OLYMPUS DIGITAL CAMERA         In a couple of days, I’m speaking to a book club about my book, Pretty is as Pretty Dies.

It’s been a bit of a busy week with field trips, birthday parties, and other activities. So now I’m trying to make sure I’m ready to talk to the book club.

For me, it’s all about preparation whenever I’m speaking in public. If I’m not prepared or don’t feel like I’m prepared, I’ll definitely get flustered.

There are usually two different types of book clubs that I’ve come across. One type is very casual and you sit in a circle with the other members and engage in the general discussion. The other type is more structured—you’d give a talk about the book or writing or both, followed by a question and answer session.

It’s good to know what to expect before you go. This sounds like a no-brainer, but I’ve been surprised before by groups that functioned as covered-dish suppers/book clubs and felt like I should have brought something (although I was assured I didn’t need to.) You might want to ask if you should prepare a talk (and on what subject), or if it will be a more laid-back program.

I never charge a book club for an appearance—to me, it’s enough that they’ve bought my book. But I usually have to regret if the club meeting is too far away…travel expenses have definitely gone up.

I bring small things to give away—bookmarks, magnets, postcards, pencils, etc., Candy is always popular. :) Sometimes I’ll bring something larger--a door-prize type gift that I pull out of a hat.

If you have a newsletter, you could bring a signup sheet to collect emails to notify readers of your upcoming releases, etc. Be sure you’re being upfront that the list is for a newsletter…and that they can unsubscribe whenever they’d like.

Carry the address of the venue with you and the organizer’s cell phone number. Frequently the club meetings are in someone’s house and it’s easy to get lost. I’ll program the address in my GPS, but I have a backup on paper—and I keep the organizer’s cell phone number close by, just in case.

Look nice. I usually am dressed nicer than everyone else, but it makes me feel better than being underdressed. And if I dress well, the book club members know that I treated their meeting like a special event and dressed accordingly.

Review your book before you go. Or your cheat sheet on the book. I have a Word document that covers characters and plot twists in great detail. It’s easy for me to forget things, especially when I’m under a little pressure. And the book club will have just read the book. It’s not good for them to know more about the book than we do!

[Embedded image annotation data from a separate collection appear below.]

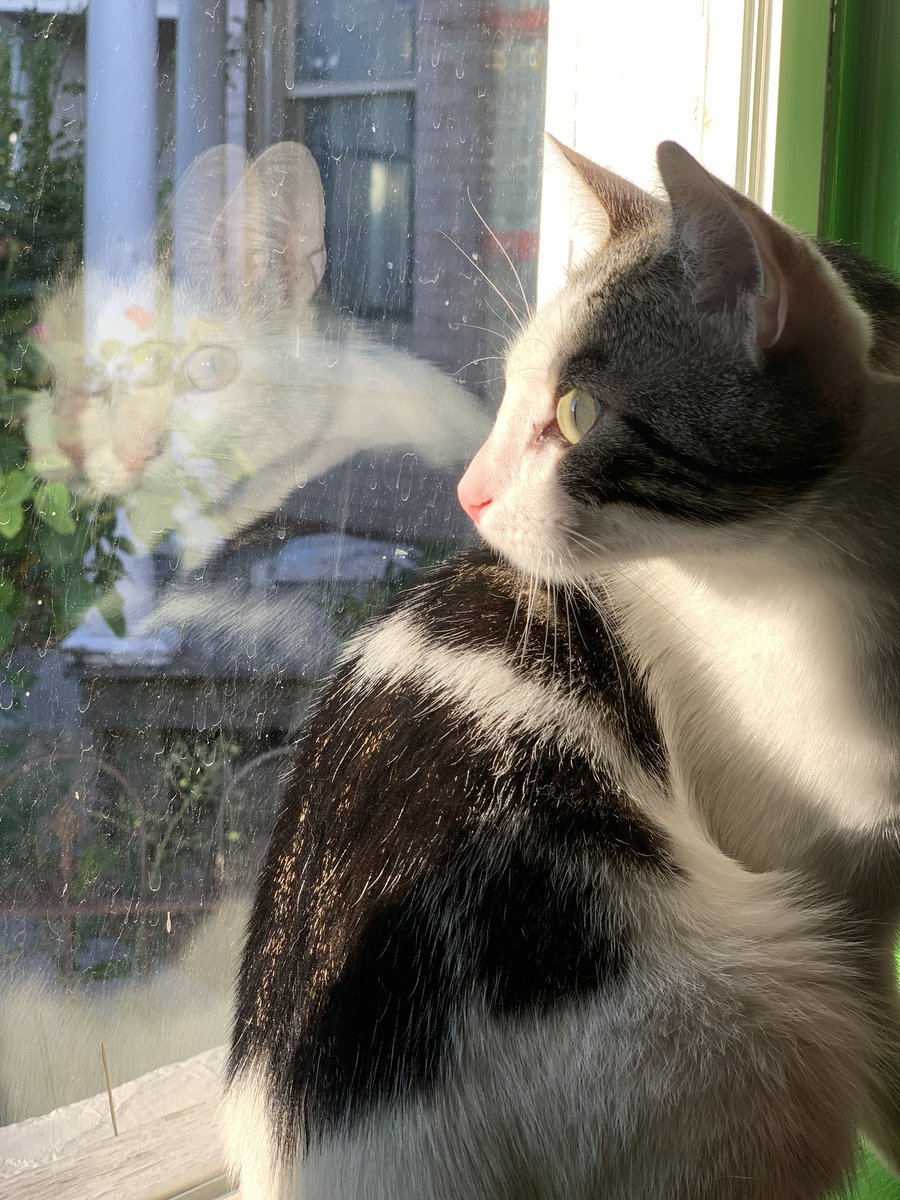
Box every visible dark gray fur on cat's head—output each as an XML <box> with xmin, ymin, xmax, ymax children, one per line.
<box><xmin>549</xmin><ymin>143</ymin><xmax>883</xmax><ymax>523</ymax></box>
<box><xmin>460</xmin><ymin>143</ymin><xmax>900</xmax><ymax>582</ymax></box>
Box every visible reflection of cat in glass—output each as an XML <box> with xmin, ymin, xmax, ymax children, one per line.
<box><xmin>226</xmin><ymin>143</ymin><xmax>900</xmax><ymax>1200</ymax></box>
<box><xmin>0</xmin><ymin>144</ymin><xmax>487</xmax><ymax>1120</ymax></box>
<box><xmin>29</xmin><ymin>143</ymin><xmax>487</xmax><ymax>568</ymax></box>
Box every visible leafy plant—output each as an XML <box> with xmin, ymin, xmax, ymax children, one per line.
<box><xmin>0</xmin><ymin>14</ymin><xmax>131</xmax><ymax>676</ymax></box>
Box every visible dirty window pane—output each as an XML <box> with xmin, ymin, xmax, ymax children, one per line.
<box><xmin>0</xmin><ymin>0</ymin><xmax>546</xmax><ymax>1180</ymax></box>
<box><xmin>298</xmin><ymin>0</ymin><xmax>415</xmax><ymax>80</ymax></box>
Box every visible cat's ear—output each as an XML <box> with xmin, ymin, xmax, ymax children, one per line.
<box><xmin>216</xmin><ymin>142</ymin><xmax>325</xmax><ymax>316</ymax></box>
<box><xmin>544</xmin><ymin>133</ymin><xmax>662</xmax><ymax>262</ymax></box>
<box><xmin>656</xmin><ymin>142</ymin><xmax>787</xmax><ymax>350</ymax></box>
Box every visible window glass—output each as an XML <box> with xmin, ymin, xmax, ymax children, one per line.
<box><xmin>305</xmin><ymin>94</ymin><xmax>415</xmax><ymax>317</ymax></box>
<box><xmin>298</xmin><ymin>0</ymin><xmax>416</xmax><ymax>83</ymax></box>
<box><xmin>0</xmin><ymin>0</ymin><xmax>546</xmax><ymax>1178</ymax></box>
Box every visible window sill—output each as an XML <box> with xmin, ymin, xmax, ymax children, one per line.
<box><xmin>0</xmin><ymin>1050</ymin><xmax>238</xmax><ymax>1200</ymax></box>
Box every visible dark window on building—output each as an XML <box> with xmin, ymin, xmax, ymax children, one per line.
<box><xmin>300</xmin><ymin>0</ymin><xmax>416</xmax><ymax>318</ymax></box>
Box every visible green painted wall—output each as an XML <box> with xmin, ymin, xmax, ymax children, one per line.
<box><xmin>772</xmin><ymin>0</ymin><xmax>832</xmax><ymax>234</ymax></box>
<box><xmin>825</xmin><ymin>0</ymin><xmax>900</xmax><ymax>271</ymax></box>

The questions I get from book clubs are different from the questions I get from writers. (I receive more questions about the book’s characters—are they based on real people? What do those people think of my books? etc). I’m prepared to talk more in depth about my characters and their motivations. I’m also prepared to talk about small plot points in the book.

The book club might find hidden meaning in your bookthat you didn’t intend. I usually just smile and nod when this happens. :) Who knows—maybe I subconsciously included symbolism?

People may challenge you on your book. I think this has happened at every book club meeting I’ve ever been to. If you’re speaking to a big group (15-20 people or more), then you really need to expect some criticism from someone.

Someone may not like a character or might find a continuity error or could disagree with a position they think you’re taking in the book. I just roll with it and don’t take it personally. Remind yourself going in that you’re not there to get defensive about your book…you’re discussing it. Most times everyone is very nice, even if they’re bringing up a point they didn’t like or a problem they had. The more professionally we can handle this kind of situation, the better we look in the end.

They will ask what you’re working on next. Practice a succinct summary. If you’re writing the first part of your draft or would rather not talk about your book, you could just briefly answer that you’re working on a follow-up to the book they read, or that you’re working on a new project that’s very different from the one they just finished.

Bring extra books. If you have other books, bring them, too. Sometimes, book club members will ask you to sign a book for them to give as a gift. You’ll also need to bring ones, in case you need to make change.

I enjoy book clubs because they’re frequently the only times I get to meet with readers in person (conferences are mainly made up of writers). Have you talked to book clubs before? Got any additional tips?